Privacy and Security Law – The New Normal

CCPA Now Enforceable by California AG; New Regulations Require Attention

Posted In CCPA

July 1 has arrived, which means that the California Attorney General (AG) may now enforce the state’s recently-enacted privacy statute, the California Consumer Privacy Act (CCPA).  Because of the breadth of the law, and the multiple evolutions of its requirements, this is a good time to check in on your compliance – even if you did some footwork at the end of 2019 in anticipation of the new law – to ensure that you are up to date with all the new elements of the CCPA. 

Timeline of the CCPA

For companies subject to the law, a quick refresher on status:

  • The law itself took effect on 1/1/2020.
  • As the pandemic started, a coalition of 60+ companies asked the AG to delay its 7/1/2020 planned enforcement date; the AG refused.
  • The AG’s office has, since fall 2019, been working on implementing regulations to accompany the law.
  • In late June, the AG finalized its implementing regulations and submitted them for publication.  They will take effect when published, likely this summer. 

Different Enforcement Mechanisms for Consumers and AG

What does this confusing timeline mean?  Consumers, who have a direct right of action under the CCPA, can sue a company for privacy breaches happening after 1/1/2020.  As of 7/1/2020, the AG is also empowered to enforce the statute, and can investigate and fine companies that do not comply (not just companies that have suffered a data breach).  He will also be able to enforce the implementing regulations, which detail some of the CCPA’s notice and other requirements, as soon as they are made official via publication. 

The bottom line is that companies covered by the law should be compliant already with the statute itself; and they should review their compliance plan to be certain that it comports with the soon-to-take-effect implementing regulations.   

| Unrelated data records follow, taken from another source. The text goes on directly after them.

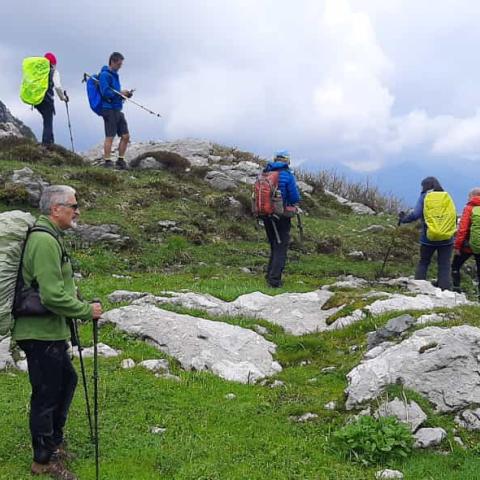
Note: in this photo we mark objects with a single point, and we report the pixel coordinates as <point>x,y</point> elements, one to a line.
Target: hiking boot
<point>61,454</point>
<point>56,470</point>
<point>121,164</point>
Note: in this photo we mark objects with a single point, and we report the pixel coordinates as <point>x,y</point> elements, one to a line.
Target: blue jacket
<point>108,80</point>
<point>286,182</point>
<point>417,214</point>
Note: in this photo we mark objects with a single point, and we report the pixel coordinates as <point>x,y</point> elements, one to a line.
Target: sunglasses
<point>73,206</point>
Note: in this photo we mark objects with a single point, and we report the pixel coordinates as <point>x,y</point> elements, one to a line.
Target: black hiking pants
<point>457,263</point>
<point>47,111</point>
<point>278,247</point>
<point>53,380</point>
<point>444,254</point>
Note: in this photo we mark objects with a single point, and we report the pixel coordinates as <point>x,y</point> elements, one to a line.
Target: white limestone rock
<point>229,351</point>
<point>439,363</point>
<point>429,437</point>
<point>409,413</point>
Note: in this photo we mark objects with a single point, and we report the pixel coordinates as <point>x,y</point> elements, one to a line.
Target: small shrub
<point>165,190</point>
<point>13,194</point>
<point>171,161</point>
<point>26,152</point>
<point>10,141</point>
<point>355,191</point>
<point>371,441</point>
<point>65,156</point>
<point>176,249</point>
<point>100,177</point>
<point>328,245</point>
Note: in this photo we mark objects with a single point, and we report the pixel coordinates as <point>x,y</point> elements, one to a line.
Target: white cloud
<point>356,81</point>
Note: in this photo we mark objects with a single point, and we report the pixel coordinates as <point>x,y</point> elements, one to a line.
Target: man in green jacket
<point>47,268</point>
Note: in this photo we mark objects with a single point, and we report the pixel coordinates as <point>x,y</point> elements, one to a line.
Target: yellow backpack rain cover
<point>440,216</point>
<point>35,76</point>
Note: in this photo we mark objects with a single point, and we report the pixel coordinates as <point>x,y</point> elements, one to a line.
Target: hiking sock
<point>121,165</point>
<point>107,163</point>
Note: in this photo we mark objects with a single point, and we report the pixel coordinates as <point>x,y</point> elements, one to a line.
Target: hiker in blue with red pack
<point>112,104</point>
<point>278,227</point>
<point>428,246</point>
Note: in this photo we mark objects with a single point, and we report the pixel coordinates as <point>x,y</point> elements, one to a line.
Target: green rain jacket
<point>45,263</point>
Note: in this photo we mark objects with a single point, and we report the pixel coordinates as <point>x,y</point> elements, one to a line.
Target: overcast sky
<point>365,83</point>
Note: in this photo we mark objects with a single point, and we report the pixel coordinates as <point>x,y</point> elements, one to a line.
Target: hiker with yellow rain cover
<point>436,210</point>
<point>40,79</point>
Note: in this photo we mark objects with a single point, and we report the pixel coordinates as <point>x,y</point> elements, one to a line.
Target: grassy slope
<point>208,436</point>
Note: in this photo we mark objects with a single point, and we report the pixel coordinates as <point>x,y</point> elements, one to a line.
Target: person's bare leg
<point>122,147</point>
<point>107,151</point>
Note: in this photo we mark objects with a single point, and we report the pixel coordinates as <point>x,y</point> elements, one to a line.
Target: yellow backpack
<point>35,77</point>
<point>440,216</point>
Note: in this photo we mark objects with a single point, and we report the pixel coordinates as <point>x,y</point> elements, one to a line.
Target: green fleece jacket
<point>45,263</point>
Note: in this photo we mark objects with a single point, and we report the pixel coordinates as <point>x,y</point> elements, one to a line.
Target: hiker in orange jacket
<point>462,250</point>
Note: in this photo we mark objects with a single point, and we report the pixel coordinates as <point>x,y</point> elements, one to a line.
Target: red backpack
<point>267,197</point>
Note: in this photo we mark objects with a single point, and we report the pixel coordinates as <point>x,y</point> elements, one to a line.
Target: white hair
<point>54,195</point>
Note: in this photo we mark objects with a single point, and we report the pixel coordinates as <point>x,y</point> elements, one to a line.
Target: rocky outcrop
<point>409,413</point>
<point>11,126</point>
<point>93,234</point>
<point>393,329</point>
<point>303,313</point>
<point>33,184</point>
<point>197,152</point>
<point>440,363</point>
<point>469,419</point>
<point>229,351</point>
<point>297,313</point>
<point>429,437</point>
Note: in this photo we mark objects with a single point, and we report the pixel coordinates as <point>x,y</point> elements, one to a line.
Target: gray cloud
<point>357,81</point>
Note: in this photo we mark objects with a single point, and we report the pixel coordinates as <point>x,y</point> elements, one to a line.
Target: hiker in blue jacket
<point>428,247</point>
<point>278,229</point>
<point>113,117</point>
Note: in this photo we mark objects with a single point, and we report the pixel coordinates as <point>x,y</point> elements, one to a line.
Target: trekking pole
<point>86,76</point>
<point>95,395</point>
<point>300,228</point>
<point>394,233</point>
<point>69,124</point>
<point>84,377</point>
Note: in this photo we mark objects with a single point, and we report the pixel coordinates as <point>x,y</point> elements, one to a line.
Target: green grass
<point>209,437</point>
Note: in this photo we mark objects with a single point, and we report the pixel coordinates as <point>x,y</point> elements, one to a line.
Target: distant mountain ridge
<point>10,125</point>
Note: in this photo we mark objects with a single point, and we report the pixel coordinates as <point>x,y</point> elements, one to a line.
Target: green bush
<point>13,194</point>
<point>374,441</point>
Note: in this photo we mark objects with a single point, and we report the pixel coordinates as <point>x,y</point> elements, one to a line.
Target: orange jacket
<point>463,231</point>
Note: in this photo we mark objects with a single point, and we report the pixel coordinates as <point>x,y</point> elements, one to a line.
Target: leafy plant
<point>374,441</point>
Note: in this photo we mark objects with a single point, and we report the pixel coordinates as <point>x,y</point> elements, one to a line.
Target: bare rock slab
<point>388,474</point>
<point>440,363</point>
<point>469,419</point>
<point>429,437</point>
<point>296,313</point>
<point>409,413</point>
<point>229,351</point>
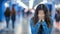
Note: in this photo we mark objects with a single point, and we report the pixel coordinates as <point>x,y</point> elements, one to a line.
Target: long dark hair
<point>47,17</point>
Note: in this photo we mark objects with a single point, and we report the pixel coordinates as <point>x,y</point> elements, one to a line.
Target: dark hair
<point>47,17</point>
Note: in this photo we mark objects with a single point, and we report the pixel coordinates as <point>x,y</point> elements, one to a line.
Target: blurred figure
<point>7,14</point>
<point>19,13</point>
<point>13,16</point>
<point>57,18</point>
<point>41,22</point>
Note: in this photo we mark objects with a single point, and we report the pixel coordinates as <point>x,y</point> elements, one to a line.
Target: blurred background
<point>25,10</point>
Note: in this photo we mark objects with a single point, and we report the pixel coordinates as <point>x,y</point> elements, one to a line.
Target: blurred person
<point>7,14</point>
<point>41,22</point>
<point>19,13</point>
<point>13,16</point>
<point>57,18</point>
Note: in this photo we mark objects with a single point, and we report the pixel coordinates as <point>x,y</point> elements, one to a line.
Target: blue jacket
<point>34,30</point>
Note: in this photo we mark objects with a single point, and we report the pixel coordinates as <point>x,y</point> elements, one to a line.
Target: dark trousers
<point>7,21</point>
<point>13,21</point>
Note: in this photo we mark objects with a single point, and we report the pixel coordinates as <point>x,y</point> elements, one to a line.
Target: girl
<point>41,22</point>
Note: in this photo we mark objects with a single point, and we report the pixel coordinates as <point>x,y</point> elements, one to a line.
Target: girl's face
<point>41,14</point>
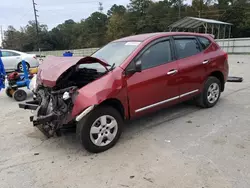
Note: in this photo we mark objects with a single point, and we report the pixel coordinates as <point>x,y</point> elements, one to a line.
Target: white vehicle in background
<point>12,60</point>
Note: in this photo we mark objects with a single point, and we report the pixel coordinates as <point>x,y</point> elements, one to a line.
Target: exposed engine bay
<point>53,106</point>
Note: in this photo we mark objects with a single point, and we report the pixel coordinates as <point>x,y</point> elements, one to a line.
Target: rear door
<point>156,85</point>
<point>191,62</point>
<point>10,59</point>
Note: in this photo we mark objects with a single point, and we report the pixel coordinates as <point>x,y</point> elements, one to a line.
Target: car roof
<point>143,37</point>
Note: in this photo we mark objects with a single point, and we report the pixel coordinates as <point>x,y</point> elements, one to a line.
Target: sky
<point>51,12</point>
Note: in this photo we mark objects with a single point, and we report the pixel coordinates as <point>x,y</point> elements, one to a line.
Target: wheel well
<point>116,104</point>
<point>220,76</point>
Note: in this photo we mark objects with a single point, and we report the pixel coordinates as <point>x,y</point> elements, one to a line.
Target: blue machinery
<point>12,90</point>
<point>2,73</point>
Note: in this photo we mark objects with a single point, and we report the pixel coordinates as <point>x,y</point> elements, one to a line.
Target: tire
<point>203,99</point>
<point>93,122</point>
<point>10,91</point>
<point>19,67</point>
<point>20,95</point>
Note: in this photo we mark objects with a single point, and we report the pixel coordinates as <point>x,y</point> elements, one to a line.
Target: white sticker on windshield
<point>133,43</point>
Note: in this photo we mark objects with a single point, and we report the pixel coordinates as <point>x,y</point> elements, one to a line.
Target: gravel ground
<point>183,146</point>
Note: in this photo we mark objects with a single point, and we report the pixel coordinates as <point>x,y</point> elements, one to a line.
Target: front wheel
<point>210,94</point>
<point>20,66</point>
<point>10,91</point>
<point>101,129</point>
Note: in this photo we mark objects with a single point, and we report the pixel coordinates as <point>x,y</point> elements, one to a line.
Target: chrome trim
<point>189,93</point>
<point>172,72</point>
<point>165,101</point>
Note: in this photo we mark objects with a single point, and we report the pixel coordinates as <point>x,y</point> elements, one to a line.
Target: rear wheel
<point>101,129</point>
<point>211,93</point>
<point>20,95</point>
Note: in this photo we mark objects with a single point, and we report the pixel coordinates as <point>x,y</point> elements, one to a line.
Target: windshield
<point>116,52</point>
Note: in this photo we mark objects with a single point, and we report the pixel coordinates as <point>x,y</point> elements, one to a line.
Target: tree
<point>116,9</point>
<point>116,27</point>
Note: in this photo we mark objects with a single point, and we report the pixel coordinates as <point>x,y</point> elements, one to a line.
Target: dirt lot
<point>181,147</point>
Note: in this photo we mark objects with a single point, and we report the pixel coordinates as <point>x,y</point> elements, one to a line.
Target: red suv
<point>125,79</point>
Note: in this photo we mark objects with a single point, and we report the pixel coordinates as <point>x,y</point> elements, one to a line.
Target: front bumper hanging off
<point>34,105</point>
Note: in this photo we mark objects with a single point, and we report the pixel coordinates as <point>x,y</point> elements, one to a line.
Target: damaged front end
<point>58,83</point>
<point>52,109</point>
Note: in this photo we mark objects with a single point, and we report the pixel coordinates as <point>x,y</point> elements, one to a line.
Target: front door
<point>191,66</point>
<point>156,85</point>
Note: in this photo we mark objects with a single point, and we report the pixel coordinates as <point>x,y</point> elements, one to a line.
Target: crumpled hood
<point>53,67</point>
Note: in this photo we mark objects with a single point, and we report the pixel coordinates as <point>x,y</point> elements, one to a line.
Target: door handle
<point>172,72</point>
<point>205,62</point>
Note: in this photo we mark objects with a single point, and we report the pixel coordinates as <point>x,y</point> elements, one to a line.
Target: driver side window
<point>158,54</point>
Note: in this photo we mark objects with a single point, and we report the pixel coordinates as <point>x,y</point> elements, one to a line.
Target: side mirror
<point>138,66</point>
<point>134,67</point>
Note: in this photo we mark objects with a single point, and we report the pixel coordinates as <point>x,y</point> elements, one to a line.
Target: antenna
<point>100,7</point>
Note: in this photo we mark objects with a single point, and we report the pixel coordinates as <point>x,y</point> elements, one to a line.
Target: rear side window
<point>204,42</point>
<point>156,55</point>
<point>186,47</point>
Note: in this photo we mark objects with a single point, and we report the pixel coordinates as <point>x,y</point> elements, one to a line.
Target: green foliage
<point>140,16</point>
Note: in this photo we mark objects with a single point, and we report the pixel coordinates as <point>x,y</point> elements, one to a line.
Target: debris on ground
<point>234,79</point>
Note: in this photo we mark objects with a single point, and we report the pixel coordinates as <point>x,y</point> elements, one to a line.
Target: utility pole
<point>179,9</point>
<point>1,35</point>
<point>100,8</point>
<point>37,31</point>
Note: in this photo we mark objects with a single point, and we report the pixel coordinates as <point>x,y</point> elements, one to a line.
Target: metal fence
<point>231,46</point>
<point>235,45</point>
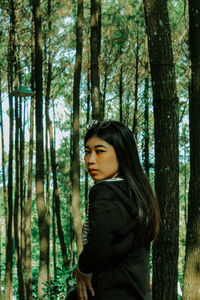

Changes and Clarifications in the Implementing Regulations

The forthcoming regulations require study and possibly additional compliance efforts, although they do relax requirements for certain matters.  Notable changes or areas of clarification in the implementing regulations include the following:

  • They give a detailed framework about how the consumer access/deletion request process should work, including timelines to resolve such requests, verifying the identity of the requestor, and more. Companies that hold a lot of consumer information should review these very carefully and ensure that their workflow can support the detailed requirements. 
  • They detail that required notices must be “reasonably accessible” to consumers with disabilities, a requirement that can be enforced under the federal laws covering disability protections and which can open a non-compliant company to monetary damages under California law.
  • They provide additional detail on the requirements of privacy and other notices to consumers. 
  • They detail what is required of a “service provider” company and create some relief for them.
  • They clarify that a company that neither collects information directly from consumers nor sells consumer information does not have to provide a consumer privacy notice “at or before” collection.